Actually no - most races can't get Anything in matters of sensor reading from hyperspace. Not even detect a sun or planet without hyperspace beacon (or other signals sent especially into hyperspace).
Some high-tech races evidently can (Streib, all ancients), but even the minbari don't have that sort of tech yet. So as mentioned above, it's a lot more complicated. Not really difficult, once you get to a certain level, but time consuming - you can't just stay in hyperspace for the trip, you need to make it in "mini-steps", jumping back for course calculations every few lightyears. Nothing for impatient player characters I fear...
BUT - the explorer ships are usually to valuable in their job (jump route exploration) to do in-depth exploration of the systems they discover (and "link" to the beacon network). That job goes (depending on who bought the license from earthforce exploration command) to more or less independent explorers, like Catherine Sakai in her "Skydancer", or to IPX teams like the "Icarus" crew (depending on what the quick scan of the explorer showed - simply geological analysis for mining is one thing, alien artifacts another).
Ok, if you have multiple 360 degree beacons, like todays airtraffic naviagion systems, you could measure your position according to the beacons you receive. But, as i understand it, the hyperspce route beacons have a very tight beam to maximise the signal strength.
Think of it like this:
Every JG has one or several "beacon routes", directional signal connections with another gate. As long as you stay on this "signal highway" you have no problem, if you move off it far enough you loost contact with it and won't be able to find it again in the chaos of Hyperspace (thus the Starfury "bread crumbs" in "A distant Star" and "Thirdspace" - they couldn't see the beacon route anymore, but they could see the 'furies that "led" back to it).
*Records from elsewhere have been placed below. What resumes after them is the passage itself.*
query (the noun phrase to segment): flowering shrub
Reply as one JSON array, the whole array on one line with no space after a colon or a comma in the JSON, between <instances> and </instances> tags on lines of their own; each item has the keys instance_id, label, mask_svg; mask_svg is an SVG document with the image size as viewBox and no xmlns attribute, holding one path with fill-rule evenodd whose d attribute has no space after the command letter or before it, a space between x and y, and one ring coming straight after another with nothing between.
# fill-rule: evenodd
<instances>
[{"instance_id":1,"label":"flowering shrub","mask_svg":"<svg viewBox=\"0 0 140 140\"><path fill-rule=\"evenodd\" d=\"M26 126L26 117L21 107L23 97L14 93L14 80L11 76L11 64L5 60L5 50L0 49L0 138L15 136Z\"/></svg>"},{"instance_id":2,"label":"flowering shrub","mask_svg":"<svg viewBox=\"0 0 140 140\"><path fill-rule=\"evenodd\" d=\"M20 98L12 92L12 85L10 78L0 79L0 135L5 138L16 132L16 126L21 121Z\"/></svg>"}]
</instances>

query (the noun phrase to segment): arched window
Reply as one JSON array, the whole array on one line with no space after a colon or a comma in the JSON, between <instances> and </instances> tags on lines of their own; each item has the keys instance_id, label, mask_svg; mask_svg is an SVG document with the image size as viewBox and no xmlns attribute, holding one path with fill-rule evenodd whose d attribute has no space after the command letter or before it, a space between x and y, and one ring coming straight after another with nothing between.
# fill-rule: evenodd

Every JG also has a short-ranged omnidirectional beacon, one that can be used to determine your general position in relation to that jump gate (for example, if you want to use your own jump engine to jump out, say, near the Neptune orbit instead of by the Jumpgate circling Io).
You can't maintain lock on a beacon unless you're either near a beacon route or close enough to the beacon's origin.
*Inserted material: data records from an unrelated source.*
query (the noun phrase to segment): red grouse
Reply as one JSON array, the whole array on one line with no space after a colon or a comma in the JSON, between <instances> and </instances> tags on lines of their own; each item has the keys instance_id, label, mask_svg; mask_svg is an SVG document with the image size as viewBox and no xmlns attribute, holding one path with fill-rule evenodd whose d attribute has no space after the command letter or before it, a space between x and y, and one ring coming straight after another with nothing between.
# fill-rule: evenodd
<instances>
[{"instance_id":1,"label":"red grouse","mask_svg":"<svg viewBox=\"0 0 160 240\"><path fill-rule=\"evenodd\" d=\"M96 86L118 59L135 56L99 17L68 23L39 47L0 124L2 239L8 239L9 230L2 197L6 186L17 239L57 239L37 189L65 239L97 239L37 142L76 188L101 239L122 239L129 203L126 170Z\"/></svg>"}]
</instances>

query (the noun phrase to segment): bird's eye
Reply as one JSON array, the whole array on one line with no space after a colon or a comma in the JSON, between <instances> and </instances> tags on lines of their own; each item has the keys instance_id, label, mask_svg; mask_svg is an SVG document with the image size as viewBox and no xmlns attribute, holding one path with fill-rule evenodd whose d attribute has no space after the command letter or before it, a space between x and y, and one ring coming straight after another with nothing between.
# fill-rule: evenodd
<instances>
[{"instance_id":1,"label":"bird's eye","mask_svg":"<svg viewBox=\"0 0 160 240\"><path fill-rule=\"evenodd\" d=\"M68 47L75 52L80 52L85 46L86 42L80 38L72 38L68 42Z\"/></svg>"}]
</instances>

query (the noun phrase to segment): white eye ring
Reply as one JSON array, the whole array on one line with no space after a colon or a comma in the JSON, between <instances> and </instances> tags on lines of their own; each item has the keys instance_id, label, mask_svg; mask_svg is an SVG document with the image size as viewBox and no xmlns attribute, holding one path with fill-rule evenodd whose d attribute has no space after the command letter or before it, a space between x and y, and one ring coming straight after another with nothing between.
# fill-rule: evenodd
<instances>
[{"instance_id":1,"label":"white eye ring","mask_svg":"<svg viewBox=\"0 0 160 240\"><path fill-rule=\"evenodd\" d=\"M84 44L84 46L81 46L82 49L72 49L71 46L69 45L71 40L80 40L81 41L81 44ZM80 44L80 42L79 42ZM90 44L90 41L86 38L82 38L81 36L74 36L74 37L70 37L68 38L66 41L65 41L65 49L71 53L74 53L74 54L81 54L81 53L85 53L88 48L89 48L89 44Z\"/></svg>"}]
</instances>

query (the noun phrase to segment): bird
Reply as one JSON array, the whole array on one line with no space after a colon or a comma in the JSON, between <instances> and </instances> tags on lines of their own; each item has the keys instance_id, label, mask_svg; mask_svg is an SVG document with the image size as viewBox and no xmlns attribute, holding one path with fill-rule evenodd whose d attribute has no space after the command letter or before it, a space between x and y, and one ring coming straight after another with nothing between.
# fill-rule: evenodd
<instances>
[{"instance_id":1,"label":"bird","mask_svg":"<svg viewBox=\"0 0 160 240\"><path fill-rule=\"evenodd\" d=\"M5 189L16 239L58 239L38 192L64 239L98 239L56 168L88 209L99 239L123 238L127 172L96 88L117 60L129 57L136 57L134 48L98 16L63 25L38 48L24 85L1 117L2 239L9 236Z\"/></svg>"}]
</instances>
Note that some of the older races don't need beacons - all ancients and even the Technomages can navigate hyperspace away from the beacon routes, and "TDitCoS" (which is written by JMS's wife and by his words as canon as any B5 episode) mentions that the gates originally didn't Have becaons before the current younger races added them some 7000 years before out time - clearly the race who established the beacon network didn't need them.